SAN DIEGO - An Ethiopian woman who told a therapist she had anger and impulse issues should be convicted of murder for strangling her baby son, a prosecutor said Monday, but her attorney argued that she imagined that the 7- month-old fell out of a third-story window.
Deputy District Attorney Nicole Rooney told a jury in her opening statement of trial that Zewoinesh Badasso strangled her son in two ways – with her hands and with a ligature – on Sept. 7, 2012.
Rooney said Badasso grabbed, squeezed and shook the baby before killing him. The defendant has pleaded not guilty by reason of insanity. Prior to the killing, Badasso, 35, told a therapist that she had anger issues, a history of violence and had difficulty controlling her impulses, according to Rooney.
The boy -- named David -- was found about 5 p.m. by two passersby in an alley below a third-story apartment where Badasso was staying. "Please let that be a doll and not a baby," one of the passersby said as they came upon the child, Rooney told the jury.
The person who spotted the body said the mother seemed calm and "uncaring" as they called 911 to try and save the child's life. Badasso told police she accidentally dropped the baby while trying to open a window.
An autopsy revealed the baby had been strangled, "murdered by his own mother," Rooney said. Defense attorney Amy McDonald told the jury that Badasso was beaten daily by her father in Ethiopia, leaving her blind in one eye.
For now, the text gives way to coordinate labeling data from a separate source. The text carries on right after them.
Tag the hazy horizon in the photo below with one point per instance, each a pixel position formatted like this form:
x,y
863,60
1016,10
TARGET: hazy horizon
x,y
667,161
Badasso was left with memory problems and tended to "disassociate" herself from her problems, her attorney said. At 12 years old, Badasso was held down and had her female genitalia mutilated, McDonald said. Badasso escaped from Ethiopia and came to the United States in 2000, but suffered from major depression and tried to kill herself at least twice, McDonald said.
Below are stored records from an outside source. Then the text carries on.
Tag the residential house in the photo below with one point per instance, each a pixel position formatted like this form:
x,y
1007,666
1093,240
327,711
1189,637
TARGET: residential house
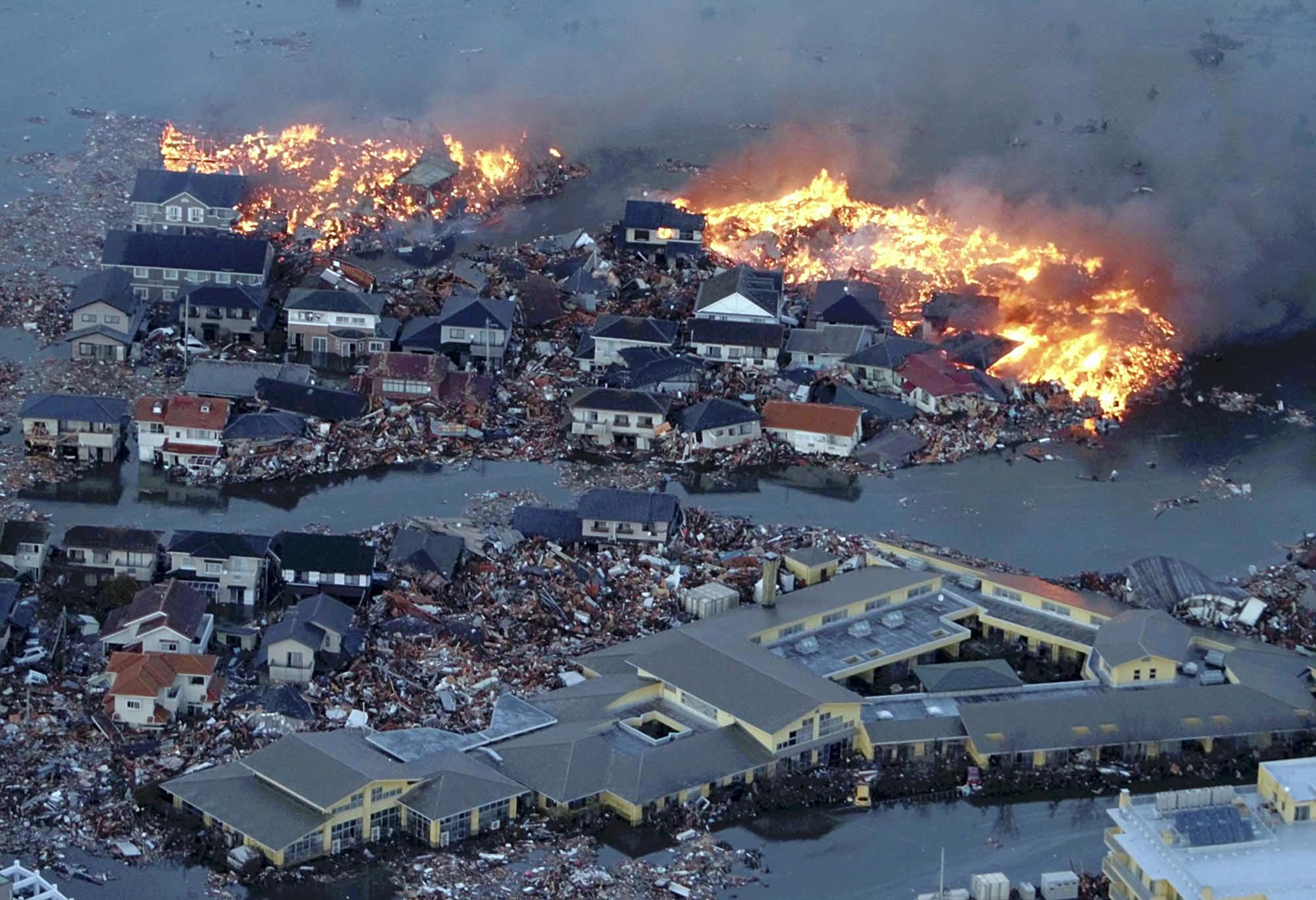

The defendant had two miscarriages, began to hear voices and was raped by a stranger in 2011, her attorney said. Badasso got pregnant and was a good mother to David, McDonald said. The defendant's doctors and therapists disagreed on whether Badasso should be on medication for anxiety, depression and lack of sleep, McDonald said. Badasso finally took some prescribed medication and went into a "disassociate state" the day of the killing, feeling like she was in a dream, her attorney said.
"It's horrifying," McDonald told the jury, saying her client remembers few details about the killing. McDonald said Badasso felt helpless watching herself kill her child and imagined that he fell out of the window.
Jurors will first hear evidence in the guilt phase of trial. If Badasso is convicted, a sanity phase will follow in which the defense will have to show that the defendant was insane at the time the baby was strangled.